Modelling observable properties of rapidly rotating stars

TL;DR

This paper discusses advanced modeling techniques for rapidly rotating stars, focusing on their observable properties and applying these models to interpret interferometric data of stars like Vega.

Contribution

It introduces a scaling algorithm for 2D stellar models to accurately predict observable properties of rapidly rotating stars such as Vega.

Findings

Scaling models match interferometric observations of Vega.

Improved understanding of surface properties of rapid rotators.
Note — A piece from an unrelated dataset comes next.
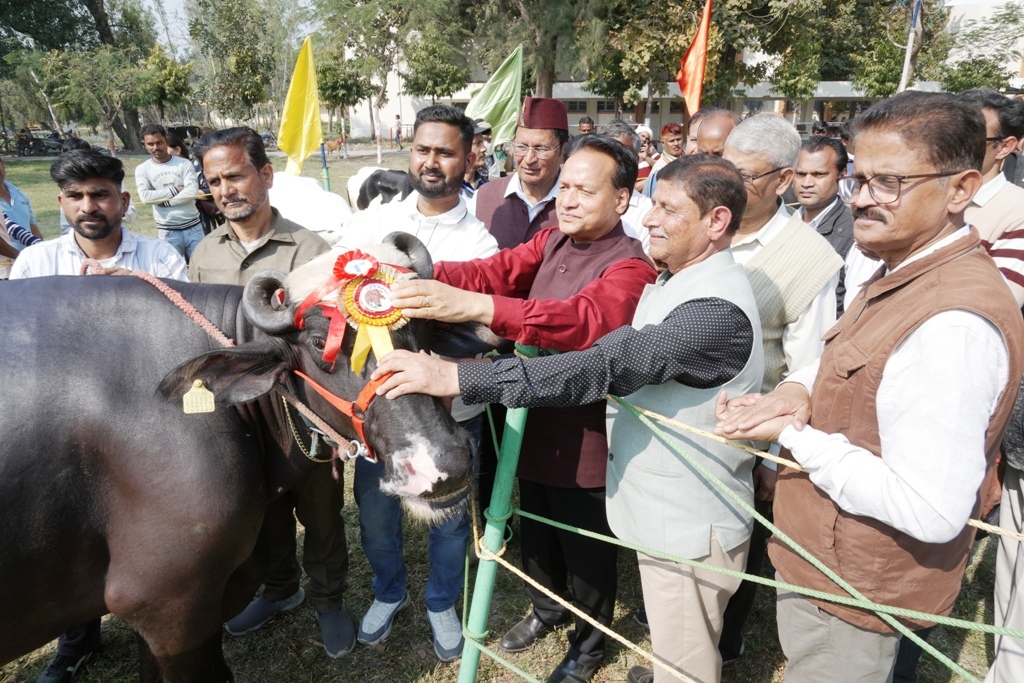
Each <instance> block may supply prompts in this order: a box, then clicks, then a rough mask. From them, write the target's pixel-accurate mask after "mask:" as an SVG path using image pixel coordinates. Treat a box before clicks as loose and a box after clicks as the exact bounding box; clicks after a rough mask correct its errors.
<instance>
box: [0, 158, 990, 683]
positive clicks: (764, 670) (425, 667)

Enhanced models for interpreting stellar inclination and rotation effects.

Abstract

To fully understand the Be star phenomenon, one must have a reasonable degree of knowledge about the star beneath the disk, which is often found to be rapidly rotating. Rapid rotation complicates modelling because fundamental properties like the stellar luminosity and effective temperature require knowledge of the angle of inclina- tion at which the star is observed. Furthermore our knowledge of the structure of rapidly rotating stars is on a less sure foundation than for non-rotating stars. The uncertainties in the inclination and the surface properties of a few rapidly rotating stars have been substantially reduced by interferometric observations over the last decade, and these stars can be used as tests of rotating stellar models, even if those stars themselves may not be Be stars. Vega, as an MK standard, is historically a very important star because it is used for calibration purposes. However, several studies have suggested that Vega is a rapidly rotating star viewed at a very low inclination angle, raising questions as to how well we really know its properties. Appropriate modelling has been challenging and there is still room for debate over the actual properties of Vega, as opposed to its observed properties. We have previously shown that under certain conditions both the stellar surface properties and the deduced surface properties scale from one model to another with the same surface shape. We used this scaling algorithm with realistic 2D models to compute high-resolution spectral energy distributions and interferometric visibilities to determine the best rotating model fit to Vega. Detailed comparisons between the computed and observed data will be presented.